Vol.IV No.VIII Pg.3
September 1967

Tom, Dick And Harry

Robert F. Turner

Tom, Dick and Harry were neighbors, business associates, and close personal friends. When Tom became interested in spiritual matters it was only natural that Dick and Harry should also give the subject some attention.

But obedience to the gospel is an individual matter -- for accountable beings -- free agents. Tom had to do his own believing, repent of his own sins, and be baptized -- for himself. (Acts 2:38, "every one of you") Tom thus became a branch on the vine, a citizen in Christ's kingdom, a member of the body of Christ, His church. He could not do any of these things on behalf of Dick or Harry. Each had to reach his own decision, render his own obedience. We happily report that each thus became Christians.

Then Tom, Dick, and Harry began to worship together, and work together in the service of the Lord. They were careful to function in keeping with the divine pattern -- the commands, approved examples, and necessary inferences of the New Testament concerning a congregation of God's people. They constituted a local church of Christ -- not because they were Tom, Dick and Harry; but because they conformed to the Lord's will in teaching and practice.

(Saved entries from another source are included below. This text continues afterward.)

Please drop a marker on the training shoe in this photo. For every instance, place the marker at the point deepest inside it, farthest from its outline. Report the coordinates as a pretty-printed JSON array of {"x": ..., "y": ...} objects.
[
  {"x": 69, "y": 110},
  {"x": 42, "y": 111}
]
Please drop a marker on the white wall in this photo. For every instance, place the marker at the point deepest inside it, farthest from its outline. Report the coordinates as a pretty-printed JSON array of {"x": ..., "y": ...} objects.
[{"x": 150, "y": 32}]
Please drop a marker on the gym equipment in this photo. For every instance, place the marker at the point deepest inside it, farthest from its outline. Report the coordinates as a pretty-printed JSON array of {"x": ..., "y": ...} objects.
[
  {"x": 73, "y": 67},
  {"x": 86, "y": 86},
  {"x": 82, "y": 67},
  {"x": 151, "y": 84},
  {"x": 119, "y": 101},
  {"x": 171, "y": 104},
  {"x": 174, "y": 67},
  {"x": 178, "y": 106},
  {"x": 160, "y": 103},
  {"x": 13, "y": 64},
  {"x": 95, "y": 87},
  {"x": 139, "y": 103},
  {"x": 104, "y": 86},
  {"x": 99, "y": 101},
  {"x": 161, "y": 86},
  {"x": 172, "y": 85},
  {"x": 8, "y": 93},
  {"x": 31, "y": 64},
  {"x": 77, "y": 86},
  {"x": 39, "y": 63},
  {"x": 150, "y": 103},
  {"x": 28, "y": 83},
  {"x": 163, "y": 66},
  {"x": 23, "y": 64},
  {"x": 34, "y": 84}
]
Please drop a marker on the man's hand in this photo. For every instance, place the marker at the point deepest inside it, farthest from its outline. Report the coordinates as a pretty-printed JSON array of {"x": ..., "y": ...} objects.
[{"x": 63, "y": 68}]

As the years passed by, people of the community tended to associate the "church of Christ" with Tom, Dick and Harry -- to consider them as one -- so that what Tom, Dick and Harry did, the neighbors thought this to be the authorized practice of the "church of Christ." And what Tom, Dick and Harry taught, the neighbors thought this to be a sort of "official doctrine" of the "church of Christ." It's hard to blame the neighbors for thinking this -- for they were not too well versed in the apostles' doctrine; but even Tom, Dick and Harry began to adopt this manner of thinking. They were close, these three, and influenced one-another; but in God's sight each was still individually responsible for his subjection to the divine will. Tom could not obey the gospel for Dick or Harry; and Tom can not be faithful, or unfaithful, to the Lord for these friends.

When Tom advocated a practice for the local church for which there was no N.T. authority; be it instrumental music in the worship, or social, benevolent or missionary adjuncts to the organizational structure; Dick was individually responsible for "going along. " Harry will have to give account to an indignant Lord for "saying nothing" and continuing to support the error. They came together by individual choice; and they could "come out from among" by the same individual choice. (2 Cor. 6:14-18)

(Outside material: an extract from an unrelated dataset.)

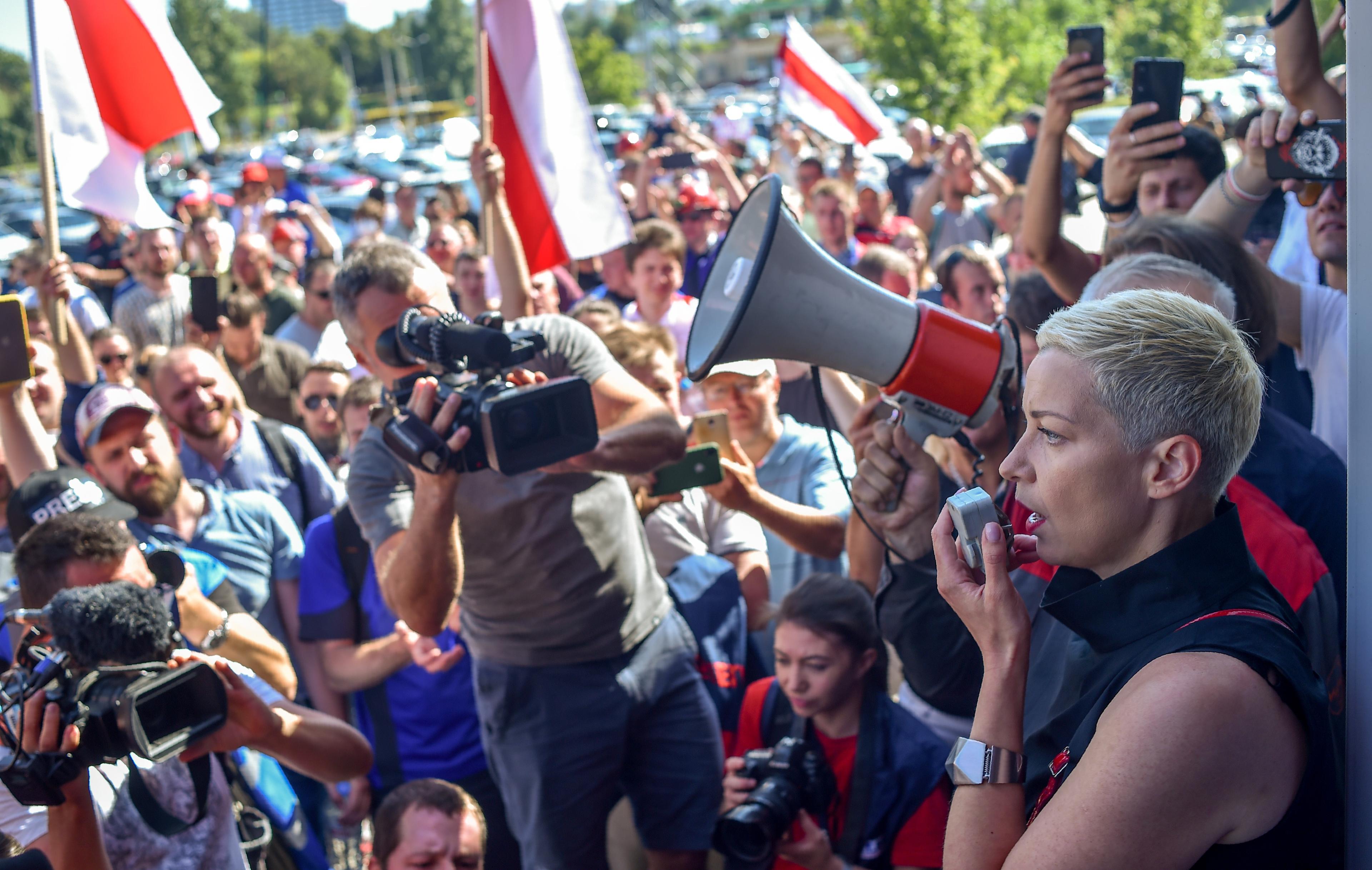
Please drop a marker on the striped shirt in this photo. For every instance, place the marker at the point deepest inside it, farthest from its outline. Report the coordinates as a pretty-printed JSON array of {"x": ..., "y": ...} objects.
[{"x": 151, "y": 319}]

Tom, Dick and Harry constituted a true "church of Christ" only because they abode in the truth. Others commit a grave error in following Tom, Dick and Harry when they should be following the truth of God. Yet thousands make this mistake today. "Old brother" or "highly educated brother" Tom, Dick and Harry are, in their sectarian eye, "the church" -- and they feel they must stay with Tom, Dick and Harry even when it means breaking their fellowship with Jesus Christ.